A Children's Cabinet
Published: Sunday, April 1, 2007 at 6:01 a.m.
Last Modified: Sunday, April 1, 2007 at 12:00 a.m.
In his State of the State address in February, Gov. Charlie Crist spoke of the need for a Children's Cabinet: "We must raise the profile of all children's issues, from education to health," he said. "Our children need a voice. They need to be at the table because soon it will be their table. That is why I will support the creation of a Children's Cabinet to coordinate state services and oversee child welfare issues."
The idea grew out of the Florida Children's Summit, held last fall in Orlando. There, about 1,000 community leaders, lawmakers and policymakers met to develop a "children's action agenda for 2007-2008." The agenda's issues "are intended to improve the quality for all Floridians by addressing substantial issues that will enable all children to grow and develop to their fullest potential."
The flagship issue from the conference was the Children's Cabinet, which would maximize the limited state dollars available for children's services, require coordination by state agencies, and ensure state agencies address all components of caring for children.
There are literally millions of reasons to support the concept. First, there is the broad umbrella of education covering 2.6 million children in Florida's public schools. There are 50,000 children in foster care at the Department of Children & Families.
About 100,000 children a year move through Florida's juvenile-justice system each year. And the state has about 11,000 children locked up - the third-largest population of children held in custody in the nation.
Another 121,000 were the victims of abuse and neglect in Florida - reasons enough for a Children's Cabinet.
The cabinet would be composed of 15 members, including the governor, the directors and secretaries of nine state agencies, and five members who would be appointed by the governor as representatives of children and youth-advocacy organizations.
The bill (HB509), sponsored by Rep. Loranne Ausley, D-Tallahassee, would require the cabinet to come up with a strategic plan by the end of this year. The companion bill in the Senate (SB564) is being sponsored by Sen. Nan Rich, D-Sunrise.

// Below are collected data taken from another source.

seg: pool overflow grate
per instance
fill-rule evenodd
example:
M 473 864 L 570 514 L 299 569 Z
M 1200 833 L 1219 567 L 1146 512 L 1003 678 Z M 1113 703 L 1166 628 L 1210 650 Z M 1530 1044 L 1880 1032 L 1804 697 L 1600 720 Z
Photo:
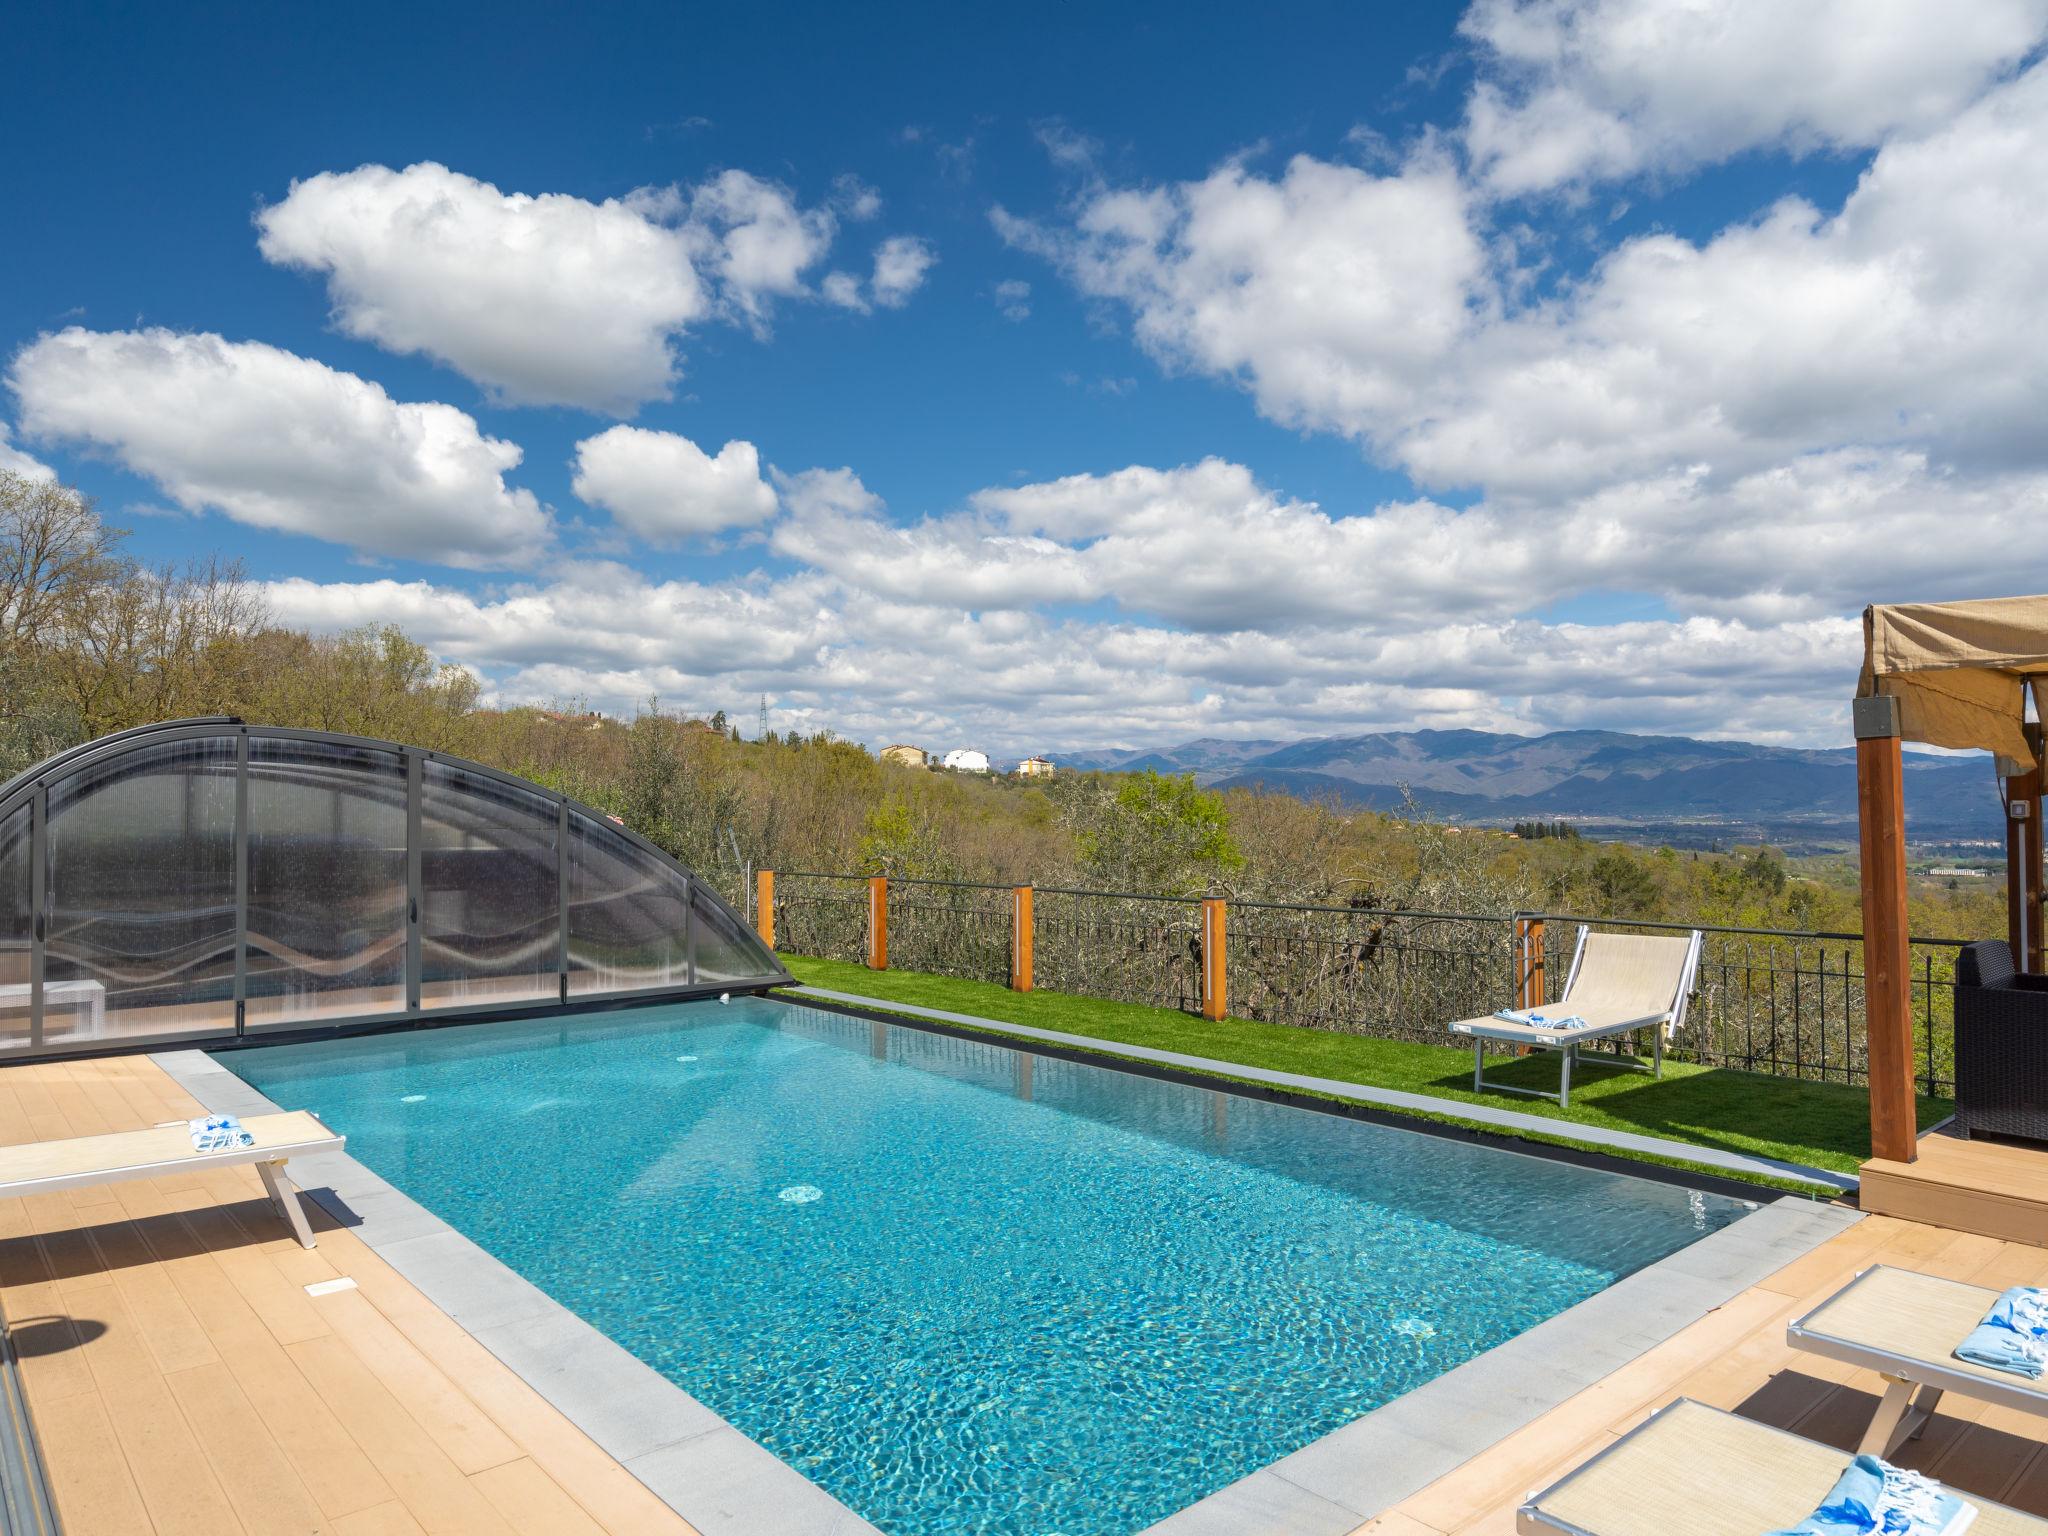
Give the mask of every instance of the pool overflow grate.
M 0 1536 L 58 1536 L 62 1530 L 21 1390 L 14 1336 L 0 1320 Z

Last week, the Healthy Families Committee voted unanimously to approve the bill. The concept has already been adopted in 16 states. An analysis by House committee staffers found that those cabinets are set up in various ways ranging from single-purpose, short-term initiatives to comprehensive efforts set up by state law.

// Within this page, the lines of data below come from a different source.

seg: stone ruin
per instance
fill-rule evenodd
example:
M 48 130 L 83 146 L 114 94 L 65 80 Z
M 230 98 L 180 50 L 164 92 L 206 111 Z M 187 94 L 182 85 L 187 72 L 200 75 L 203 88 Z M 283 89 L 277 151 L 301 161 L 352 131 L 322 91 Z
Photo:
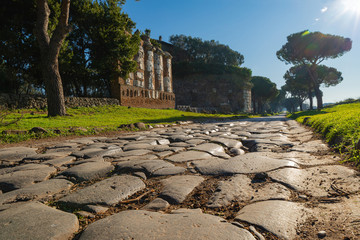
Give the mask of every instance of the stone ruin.
M 155 47 L 145 37 L 135 56 L 137 71 L 112 83 L 112 97 L 119 99 L 122 106 L 175 108 L 171 59 L 170 53 Z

Children couldn't have a better advocate than Ausley, 43. An attorney, Ausley was elected to the House in 2000. More than half the bills she has sponsored in this year's session deal with children. This month, she was given the Girls and Boys Town of North Florida Spirit of Youth Award.
"It's pretty simple," says Ausley. "What we do for the youngest says a lot about what we say about society."
The creation of a Children's Cabinet should be a no-brainer for Florida's lawmakers. Clearly the numerous agencies that address children's issues and provide them services have monumental tasks. Any sort of collaboration, reduction in duplication, enhanced sharing of best practices and simply developing of more cohesive policies regarding children should be enthusiastically embraced.